A gritty, white-colored sluice spilled from the open shell down onto the tabletop. The interior of the upper shell was a glorious array of colors, while the bottom half still held the remaining thick liquid.
Dwynwyn cocked her head to one side, then dipped her finger in the fluid and drew it to her lips.
“Mistress! No!” Cavan whispered urgently.
“Salt,” she replied. “How extraordinary a truth!” She then reached forward, her fingers searching through the runny sludge for a moment. A smile once more brightened her face. “Cavan! Some water in the washbasin! Quickly!”
The sprite rushed to the sideboard and poured water from an urn into the basin. He brought it back at once, setting it next to the spilled sluice before flitting back to watch over Dwynwyn’s shoulder.
Dwynwyn pulled something out of the milky liquid and washed it in the basin.
It was a large black pearl shining with a blackness that seemed to shame the night.

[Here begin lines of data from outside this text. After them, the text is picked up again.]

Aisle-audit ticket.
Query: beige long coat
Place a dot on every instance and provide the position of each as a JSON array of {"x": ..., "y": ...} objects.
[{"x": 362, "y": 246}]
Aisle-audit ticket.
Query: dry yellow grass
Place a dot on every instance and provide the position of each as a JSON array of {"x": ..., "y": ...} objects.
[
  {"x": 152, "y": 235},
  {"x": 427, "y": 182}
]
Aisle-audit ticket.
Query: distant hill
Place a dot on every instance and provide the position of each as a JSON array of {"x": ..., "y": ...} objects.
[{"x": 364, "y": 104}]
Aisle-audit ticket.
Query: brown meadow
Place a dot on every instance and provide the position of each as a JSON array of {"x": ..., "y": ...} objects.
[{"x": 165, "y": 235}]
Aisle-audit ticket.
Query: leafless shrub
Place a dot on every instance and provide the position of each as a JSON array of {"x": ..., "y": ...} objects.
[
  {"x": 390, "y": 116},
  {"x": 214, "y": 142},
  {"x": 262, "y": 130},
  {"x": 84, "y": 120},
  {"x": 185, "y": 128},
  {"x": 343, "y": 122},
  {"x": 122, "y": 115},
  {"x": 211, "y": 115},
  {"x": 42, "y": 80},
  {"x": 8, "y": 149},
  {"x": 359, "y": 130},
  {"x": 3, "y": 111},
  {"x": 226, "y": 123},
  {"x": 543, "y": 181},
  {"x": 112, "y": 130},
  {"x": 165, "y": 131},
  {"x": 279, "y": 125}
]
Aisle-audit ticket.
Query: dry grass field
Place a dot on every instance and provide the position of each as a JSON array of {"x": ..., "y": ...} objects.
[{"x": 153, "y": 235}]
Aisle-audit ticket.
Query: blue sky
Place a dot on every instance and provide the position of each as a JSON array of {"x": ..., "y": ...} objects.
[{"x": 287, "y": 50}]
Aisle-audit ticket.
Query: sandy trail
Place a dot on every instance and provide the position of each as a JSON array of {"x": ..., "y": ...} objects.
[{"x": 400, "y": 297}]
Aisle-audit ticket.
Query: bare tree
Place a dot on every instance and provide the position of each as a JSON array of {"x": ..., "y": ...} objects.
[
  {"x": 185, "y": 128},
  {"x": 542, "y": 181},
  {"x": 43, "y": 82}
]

But as she turned it in the light, variations in its midnight coloring were revealed which gave depth and complexity to its darkness. The pearl was perfect in its roundness and, somehow, difficult to look at for any length of time.
Pearls, the most prized of which were white, were known to the faeries, who often bartered for them with the merfolk at the trade docks of the quay. However, their origins had always been a mystery.
“I have never seen its like, Mistress.” Cavan sounded breathless and troubled.
“You will,” Dwynwyn said in wonder. “Each of these others contains a brother to this one.”